99% of the time I love living in the UK and, particularly, living in London. However this weekend the country did three things that have royally pissed me off.
1/ The Weather
It was too damn hot all weekend. I know that most people complain that the UK is too cold and too wet, but I like it like that. Any place where the the temperature consistantly gets higher than 25°C is just too hot.
2/ Sport
We’ve just launched into another pointless summer of sporting patriotism. England played a football match last night and the country (or, at least, the parts that I saw) were covered in St George’s Flags. Even though I wasn’t watching the match I knew when England scored a goal as there were huge cheers from houses all around me. And I’m predicting that England will get knocked out of the European Cup at just the right time for everyone to transfer their patriotic fevour to Tim Henman’s annual dash to the quarter finals at Wimbledon.
3/ UKIP
We just had elections to the European Parliament. And in the UK the third biggest vote (16%) went to the UK Independence Party. A party who’s single policy is to pull the UK out of the EU. At times like this I start to think that there should be an intelligence test before allowing people to vote.

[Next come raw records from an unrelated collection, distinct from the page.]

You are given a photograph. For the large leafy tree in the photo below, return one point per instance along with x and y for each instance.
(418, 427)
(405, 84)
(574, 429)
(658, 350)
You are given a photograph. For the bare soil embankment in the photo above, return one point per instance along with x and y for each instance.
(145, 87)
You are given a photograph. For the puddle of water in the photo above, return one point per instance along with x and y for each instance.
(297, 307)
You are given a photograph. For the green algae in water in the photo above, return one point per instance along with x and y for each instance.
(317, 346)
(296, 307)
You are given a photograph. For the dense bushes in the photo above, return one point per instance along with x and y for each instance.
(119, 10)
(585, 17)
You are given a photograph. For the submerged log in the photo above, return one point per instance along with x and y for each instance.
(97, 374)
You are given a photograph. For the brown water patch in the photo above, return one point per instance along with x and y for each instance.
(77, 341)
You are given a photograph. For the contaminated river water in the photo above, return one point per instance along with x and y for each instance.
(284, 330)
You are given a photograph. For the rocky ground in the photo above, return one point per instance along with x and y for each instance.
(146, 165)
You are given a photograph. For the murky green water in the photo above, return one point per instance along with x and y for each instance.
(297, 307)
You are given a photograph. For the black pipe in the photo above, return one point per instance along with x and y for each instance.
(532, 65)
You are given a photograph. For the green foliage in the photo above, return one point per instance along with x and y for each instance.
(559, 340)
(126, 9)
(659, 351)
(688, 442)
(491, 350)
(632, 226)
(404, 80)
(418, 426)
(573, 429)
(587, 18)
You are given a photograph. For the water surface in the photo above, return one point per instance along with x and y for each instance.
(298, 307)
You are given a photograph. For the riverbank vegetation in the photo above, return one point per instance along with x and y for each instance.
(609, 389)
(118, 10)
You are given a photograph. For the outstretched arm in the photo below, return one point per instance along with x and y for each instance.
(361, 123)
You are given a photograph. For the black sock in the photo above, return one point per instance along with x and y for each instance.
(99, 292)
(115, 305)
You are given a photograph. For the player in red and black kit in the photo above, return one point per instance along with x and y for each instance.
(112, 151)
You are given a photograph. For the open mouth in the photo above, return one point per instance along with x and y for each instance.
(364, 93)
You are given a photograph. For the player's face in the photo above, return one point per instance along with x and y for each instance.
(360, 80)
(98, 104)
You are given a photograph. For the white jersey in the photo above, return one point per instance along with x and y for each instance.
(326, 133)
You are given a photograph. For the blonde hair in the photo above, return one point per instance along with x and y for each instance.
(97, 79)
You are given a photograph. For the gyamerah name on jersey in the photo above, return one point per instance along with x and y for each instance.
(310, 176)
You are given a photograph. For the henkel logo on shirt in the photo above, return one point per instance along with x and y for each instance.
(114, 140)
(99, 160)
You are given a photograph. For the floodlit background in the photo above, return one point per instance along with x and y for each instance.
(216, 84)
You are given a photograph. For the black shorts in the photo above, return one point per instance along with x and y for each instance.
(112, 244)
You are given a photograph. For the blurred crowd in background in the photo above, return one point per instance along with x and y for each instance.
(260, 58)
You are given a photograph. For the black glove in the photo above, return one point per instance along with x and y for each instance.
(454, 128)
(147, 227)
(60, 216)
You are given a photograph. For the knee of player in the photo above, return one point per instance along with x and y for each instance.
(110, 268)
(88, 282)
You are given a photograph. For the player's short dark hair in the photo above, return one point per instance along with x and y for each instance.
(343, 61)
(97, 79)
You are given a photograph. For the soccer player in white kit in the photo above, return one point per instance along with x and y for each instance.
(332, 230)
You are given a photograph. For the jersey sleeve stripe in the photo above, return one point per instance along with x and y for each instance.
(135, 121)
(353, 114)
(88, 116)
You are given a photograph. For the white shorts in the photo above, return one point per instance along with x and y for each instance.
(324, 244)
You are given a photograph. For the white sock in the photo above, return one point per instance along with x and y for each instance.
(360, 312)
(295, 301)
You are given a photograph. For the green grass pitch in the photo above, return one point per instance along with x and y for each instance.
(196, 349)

Of course I still can’t think of anywhere where I’d rather live so I’ll just have accept sharing the country with a bunch of morons. See, this is why I can never get patriotic.
Well, we actually won the cricket, but I don’t expect anybody noticed. Either way your complaint about the jingoistic waving of flags was echoed by a scotsman I spent the weekend with. He was very alarmed by what he saw when travelling south of the border. Particularly all the cheap and nasty flags designed to reduce your fuel consumption that are attached to cars. Funny old thing, patriotism.It’s still better than when I was in Bulgaria for the ’94 world cup. You knew they’d scored then because the guns went off in the street…-Dom
Thing is that I’ll bet that most people who voted UKIP couldn’t actually state what any of their Europe-related policies are, let alone their domestic ones. Andy points out at http://www.livejournal.com/users/aoakley/51454.html?thread=260862 that the European elections don’t allow for protest voting, and I wonder how many people failed to understand this.
>> Any place where the the temperature consistantly gets higher than 25°C is just too hot.Hot you say? It’s going to be 41°C here in Phoenix today. Guess you won’t be moving to Arizona anytime soon then :-)
41°C! That’s inhuman. I hope I never go anywhere as hot as that.